President Muhammadu Buhari on Tuesday appointed new service chiefs, finally letting go of the Chief of Defence Chief, General Abayomi Olonisakin; Chief of Army Staff, Lt Gen Tukur Buratai; Chief of Naval Staff, Vice Admiral Ibok-Ete Ibas; and Chief of Air Staff, Air Marshal Sadique Abubakar, after the four had spent five years and five months in office.
Although Buhari said on Tuesday that he accepted their resignation letters, the Defence Headquarters, Abuja, already clarified in the past that the military chiefs could not resign and had to be laid off by the Commander-In-Chief.
Buhari had on July 13, 2015, appointed Olonisakin, Buratai, Ibas, and Abubakar.
In a State House Press Release on Tuesday, Buhari’s Special Adviser, Femi Adesina, said the new service chiefs were: Major-General Leo Irabor as the CDS, Major-General Ibrahim Attahiru as the army chief, Rear Admiral A. Z. Gambo as the naval chief and Air-Vice Marshal I. O. Amao, as the new air chief.
He said, “President Muhammadu Buhari has accepted the immediate resignation of the Service Chiefs, and their retirement from service.
“Those involved are the Chief of Defence Staff, General Abayomi Olonisakin; Chief of Army Staff, Lt-Gen. Tukur Buratai; Chief of Naval Staff, Vice Admiral Ibok Ekwe Ibas; and Chief of Air Staff, Air Marshal Sadique Abubakar.
“President Buhari thanks the outgoing Service Chiefs for what he calls their “overwhelming achievements in our efforts at bringing enduring peace to our dear country,” wishing them well in their future endeavours.
“The new Service Chiefs are: Major-General Leo Irabor, Chief of Defence Staff; Major-General I. Attahiru, Chief of Army Staff; Rear Admiral A.Z Gambo, Chief of Naval Staff; and Air-Vice Marshal I.O Amao, Chief of Air Staff.
“The President congratulates the new Service Chiefs, and urges them to be loyal and dedicated in the discharge of their responsibilities.”
Buhari himself in a tweet noted that he accepted their resignations, although the service chiefs had refused to resign since 2017 when the country grappled with rising Boko Haram insurgency, banditry, and other forms of insecurity.
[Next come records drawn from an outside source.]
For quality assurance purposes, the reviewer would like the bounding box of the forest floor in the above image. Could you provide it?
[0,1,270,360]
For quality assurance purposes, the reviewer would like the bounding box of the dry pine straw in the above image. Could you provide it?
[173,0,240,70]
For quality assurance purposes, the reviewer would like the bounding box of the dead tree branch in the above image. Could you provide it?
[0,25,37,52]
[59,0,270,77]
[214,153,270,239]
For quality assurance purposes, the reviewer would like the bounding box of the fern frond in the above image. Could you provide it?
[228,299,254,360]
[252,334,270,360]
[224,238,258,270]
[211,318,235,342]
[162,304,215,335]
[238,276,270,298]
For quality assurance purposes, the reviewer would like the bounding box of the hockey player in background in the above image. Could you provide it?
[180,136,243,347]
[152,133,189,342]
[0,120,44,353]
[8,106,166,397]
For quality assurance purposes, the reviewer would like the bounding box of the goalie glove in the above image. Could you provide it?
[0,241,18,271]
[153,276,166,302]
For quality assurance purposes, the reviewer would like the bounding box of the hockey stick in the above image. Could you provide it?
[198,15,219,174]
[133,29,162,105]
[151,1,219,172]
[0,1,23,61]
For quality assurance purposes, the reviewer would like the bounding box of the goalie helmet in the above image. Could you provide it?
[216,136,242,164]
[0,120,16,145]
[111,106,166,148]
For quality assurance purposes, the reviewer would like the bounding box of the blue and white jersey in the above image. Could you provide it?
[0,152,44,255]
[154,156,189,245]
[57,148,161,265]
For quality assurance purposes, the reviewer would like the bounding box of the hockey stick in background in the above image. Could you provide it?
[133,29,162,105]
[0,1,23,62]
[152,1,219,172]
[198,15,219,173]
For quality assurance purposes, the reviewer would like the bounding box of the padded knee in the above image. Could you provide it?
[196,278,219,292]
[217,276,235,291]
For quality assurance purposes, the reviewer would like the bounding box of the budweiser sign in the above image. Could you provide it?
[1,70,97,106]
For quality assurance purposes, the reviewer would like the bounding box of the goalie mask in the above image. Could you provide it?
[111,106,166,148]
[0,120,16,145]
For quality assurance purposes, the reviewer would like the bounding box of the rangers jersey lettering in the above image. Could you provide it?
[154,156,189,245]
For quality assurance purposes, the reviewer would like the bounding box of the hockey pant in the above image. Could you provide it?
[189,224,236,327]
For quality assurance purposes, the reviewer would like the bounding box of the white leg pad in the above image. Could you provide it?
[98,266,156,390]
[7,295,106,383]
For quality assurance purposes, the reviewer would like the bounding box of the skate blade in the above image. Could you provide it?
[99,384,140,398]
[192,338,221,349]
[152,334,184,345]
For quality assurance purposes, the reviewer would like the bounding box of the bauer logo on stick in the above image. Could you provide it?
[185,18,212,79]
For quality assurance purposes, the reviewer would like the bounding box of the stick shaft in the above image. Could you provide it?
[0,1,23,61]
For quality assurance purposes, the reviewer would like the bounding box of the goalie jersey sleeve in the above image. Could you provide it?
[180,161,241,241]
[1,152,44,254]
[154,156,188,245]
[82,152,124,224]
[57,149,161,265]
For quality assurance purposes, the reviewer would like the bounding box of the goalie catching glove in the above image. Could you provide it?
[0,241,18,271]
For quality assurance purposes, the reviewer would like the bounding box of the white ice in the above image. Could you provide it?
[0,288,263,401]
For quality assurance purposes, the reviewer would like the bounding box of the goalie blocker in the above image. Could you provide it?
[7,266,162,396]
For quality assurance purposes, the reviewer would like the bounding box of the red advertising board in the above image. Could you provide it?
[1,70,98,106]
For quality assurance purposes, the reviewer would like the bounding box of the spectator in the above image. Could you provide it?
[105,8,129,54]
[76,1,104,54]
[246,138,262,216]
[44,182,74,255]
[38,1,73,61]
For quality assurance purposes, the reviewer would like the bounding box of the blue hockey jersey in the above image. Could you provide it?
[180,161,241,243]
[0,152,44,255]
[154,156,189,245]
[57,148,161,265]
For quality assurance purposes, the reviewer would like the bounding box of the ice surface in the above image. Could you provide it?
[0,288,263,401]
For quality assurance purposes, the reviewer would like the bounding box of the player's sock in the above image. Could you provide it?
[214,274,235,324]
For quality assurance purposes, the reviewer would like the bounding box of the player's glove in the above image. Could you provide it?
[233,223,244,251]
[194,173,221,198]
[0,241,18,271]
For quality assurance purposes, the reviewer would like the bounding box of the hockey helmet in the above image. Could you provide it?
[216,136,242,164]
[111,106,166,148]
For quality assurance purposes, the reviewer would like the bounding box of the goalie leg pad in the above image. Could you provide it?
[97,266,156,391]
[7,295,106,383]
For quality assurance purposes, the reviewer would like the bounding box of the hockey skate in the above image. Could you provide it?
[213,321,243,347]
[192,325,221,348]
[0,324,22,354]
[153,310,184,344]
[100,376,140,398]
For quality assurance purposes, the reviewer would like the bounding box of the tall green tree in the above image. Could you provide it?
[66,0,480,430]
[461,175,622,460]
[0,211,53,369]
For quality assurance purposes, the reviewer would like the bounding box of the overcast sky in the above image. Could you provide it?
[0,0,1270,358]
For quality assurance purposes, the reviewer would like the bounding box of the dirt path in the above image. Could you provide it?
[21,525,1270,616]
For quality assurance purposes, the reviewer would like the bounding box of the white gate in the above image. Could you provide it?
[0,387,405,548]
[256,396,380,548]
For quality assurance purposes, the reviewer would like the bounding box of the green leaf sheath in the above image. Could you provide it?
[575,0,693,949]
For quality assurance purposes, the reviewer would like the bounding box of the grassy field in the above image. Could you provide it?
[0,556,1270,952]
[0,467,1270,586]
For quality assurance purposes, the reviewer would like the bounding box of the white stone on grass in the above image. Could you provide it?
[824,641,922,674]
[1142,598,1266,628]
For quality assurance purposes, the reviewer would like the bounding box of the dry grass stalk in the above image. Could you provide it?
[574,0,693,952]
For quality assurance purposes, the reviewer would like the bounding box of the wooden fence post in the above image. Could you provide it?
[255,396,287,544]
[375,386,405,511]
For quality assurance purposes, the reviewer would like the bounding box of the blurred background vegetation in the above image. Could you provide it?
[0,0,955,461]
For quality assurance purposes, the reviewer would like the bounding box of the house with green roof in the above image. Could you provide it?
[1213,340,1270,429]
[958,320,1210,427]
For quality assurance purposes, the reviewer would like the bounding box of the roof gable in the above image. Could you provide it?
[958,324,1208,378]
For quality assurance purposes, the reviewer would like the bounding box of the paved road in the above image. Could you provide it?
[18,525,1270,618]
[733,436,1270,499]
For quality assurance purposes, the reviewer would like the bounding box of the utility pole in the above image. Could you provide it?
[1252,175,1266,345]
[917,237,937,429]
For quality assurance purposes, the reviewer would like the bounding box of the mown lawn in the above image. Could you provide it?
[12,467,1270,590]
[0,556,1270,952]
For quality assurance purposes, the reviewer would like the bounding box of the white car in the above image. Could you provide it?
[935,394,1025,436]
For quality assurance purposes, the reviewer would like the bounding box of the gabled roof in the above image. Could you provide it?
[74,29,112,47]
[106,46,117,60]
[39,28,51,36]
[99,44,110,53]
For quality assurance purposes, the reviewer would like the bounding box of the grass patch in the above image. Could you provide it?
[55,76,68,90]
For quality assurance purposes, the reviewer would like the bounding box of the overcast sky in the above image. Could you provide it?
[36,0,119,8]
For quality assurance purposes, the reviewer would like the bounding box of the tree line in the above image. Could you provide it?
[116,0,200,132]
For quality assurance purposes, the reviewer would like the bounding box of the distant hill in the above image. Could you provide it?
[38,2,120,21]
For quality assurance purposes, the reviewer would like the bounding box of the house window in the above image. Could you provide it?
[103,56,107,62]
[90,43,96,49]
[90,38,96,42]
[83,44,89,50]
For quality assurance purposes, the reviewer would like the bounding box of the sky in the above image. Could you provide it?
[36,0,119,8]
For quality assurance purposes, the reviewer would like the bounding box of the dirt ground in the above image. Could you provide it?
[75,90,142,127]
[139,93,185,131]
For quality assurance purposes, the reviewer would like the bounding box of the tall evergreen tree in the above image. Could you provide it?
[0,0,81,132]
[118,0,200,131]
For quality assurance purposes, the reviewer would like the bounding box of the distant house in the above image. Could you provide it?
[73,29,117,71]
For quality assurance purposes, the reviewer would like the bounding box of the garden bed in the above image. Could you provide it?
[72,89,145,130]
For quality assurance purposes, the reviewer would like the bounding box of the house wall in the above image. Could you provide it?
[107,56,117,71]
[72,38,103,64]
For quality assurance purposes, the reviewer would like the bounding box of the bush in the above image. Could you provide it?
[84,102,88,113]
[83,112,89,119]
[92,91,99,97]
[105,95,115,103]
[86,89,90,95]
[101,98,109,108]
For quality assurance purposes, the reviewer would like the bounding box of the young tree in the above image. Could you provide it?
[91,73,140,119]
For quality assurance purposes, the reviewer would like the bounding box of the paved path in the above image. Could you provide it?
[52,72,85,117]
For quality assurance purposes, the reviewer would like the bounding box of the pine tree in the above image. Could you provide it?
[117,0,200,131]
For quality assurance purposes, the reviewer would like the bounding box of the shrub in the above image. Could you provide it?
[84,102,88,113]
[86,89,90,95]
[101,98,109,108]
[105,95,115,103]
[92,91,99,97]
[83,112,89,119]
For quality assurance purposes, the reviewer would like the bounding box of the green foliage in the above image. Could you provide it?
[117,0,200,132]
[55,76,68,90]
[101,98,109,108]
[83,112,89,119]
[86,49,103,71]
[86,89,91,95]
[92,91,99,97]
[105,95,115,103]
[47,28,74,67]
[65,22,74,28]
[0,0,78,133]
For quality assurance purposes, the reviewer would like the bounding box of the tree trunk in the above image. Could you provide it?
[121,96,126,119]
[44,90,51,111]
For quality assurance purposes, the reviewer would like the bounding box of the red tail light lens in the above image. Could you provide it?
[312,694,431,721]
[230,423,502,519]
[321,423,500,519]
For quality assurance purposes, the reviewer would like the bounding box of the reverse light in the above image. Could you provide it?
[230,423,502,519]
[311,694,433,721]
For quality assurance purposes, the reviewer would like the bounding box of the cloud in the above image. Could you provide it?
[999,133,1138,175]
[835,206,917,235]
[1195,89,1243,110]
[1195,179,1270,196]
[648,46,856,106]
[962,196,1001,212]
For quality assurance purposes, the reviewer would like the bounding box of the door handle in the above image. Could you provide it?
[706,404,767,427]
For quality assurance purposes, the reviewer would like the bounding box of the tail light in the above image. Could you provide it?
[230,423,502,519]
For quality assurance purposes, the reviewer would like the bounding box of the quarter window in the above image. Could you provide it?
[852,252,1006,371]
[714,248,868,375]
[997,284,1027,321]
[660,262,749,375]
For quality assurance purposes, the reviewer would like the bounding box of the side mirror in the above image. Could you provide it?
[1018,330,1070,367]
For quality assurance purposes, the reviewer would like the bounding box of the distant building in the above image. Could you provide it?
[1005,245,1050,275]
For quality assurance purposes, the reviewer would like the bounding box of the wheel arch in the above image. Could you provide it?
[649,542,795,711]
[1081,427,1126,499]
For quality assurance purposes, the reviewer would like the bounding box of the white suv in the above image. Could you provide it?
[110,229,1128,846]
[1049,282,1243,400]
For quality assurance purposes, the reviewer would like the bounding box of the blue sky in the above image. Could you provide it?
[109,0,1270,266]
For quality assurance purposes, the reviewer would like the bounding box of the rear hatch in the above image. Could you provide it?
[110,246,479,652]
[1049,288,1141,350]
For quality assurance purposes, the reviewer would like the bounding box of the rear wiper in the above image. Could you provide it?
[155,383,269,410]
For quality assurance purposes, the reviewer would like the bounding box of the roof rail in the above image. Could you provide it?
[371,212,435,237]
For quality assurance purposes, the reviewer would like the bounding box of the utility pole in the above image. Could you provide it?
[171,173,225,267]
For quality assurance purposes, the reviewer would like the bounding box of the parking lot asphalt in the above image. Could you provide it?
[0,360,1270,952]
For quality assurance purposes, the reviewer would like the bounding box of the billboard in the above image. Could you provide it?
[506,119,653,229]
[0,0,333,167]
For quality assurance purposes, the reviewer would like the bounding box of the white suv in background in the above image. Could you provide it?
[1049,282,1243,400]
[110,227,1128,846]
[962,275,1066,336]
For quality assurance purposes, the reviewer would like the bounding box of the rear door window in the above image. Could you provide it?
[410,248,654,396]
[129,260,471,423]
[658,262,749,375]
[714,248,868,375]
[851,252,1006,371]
Subsequently, there had been calls by Nigerians, groups and even federal lawmakers for their removal.
For example, Olonisakin is so far the longest-serving CDS since 1999. The closest to him was Admiral Ibrahim Ogohi (retd.), who served for four years and 29 days between May 29, 1999, and June 27, 2003.
Also, Buratai is the longest-serving COAS since 1999. The closest to him was Lt.-Gen. Azubuike Ihejirika (retd.), who spent three years and four months in office; between September 2010 and January 2014.
Ibas is also the longest-serving CNS since 1999, while the closest person to him was Vice-Admiral S. O. Afolayan, who served for four years, between 2001 and 2005.
It was reported last week that the outgoing military chiefs had awarded four Sport Utility Vehicles, four Peugeot vehicles, among other juicy retirement benefits to themselves, according to the 2017 Harmonised Terms and Conditions of Service for Officers, which their administration revised.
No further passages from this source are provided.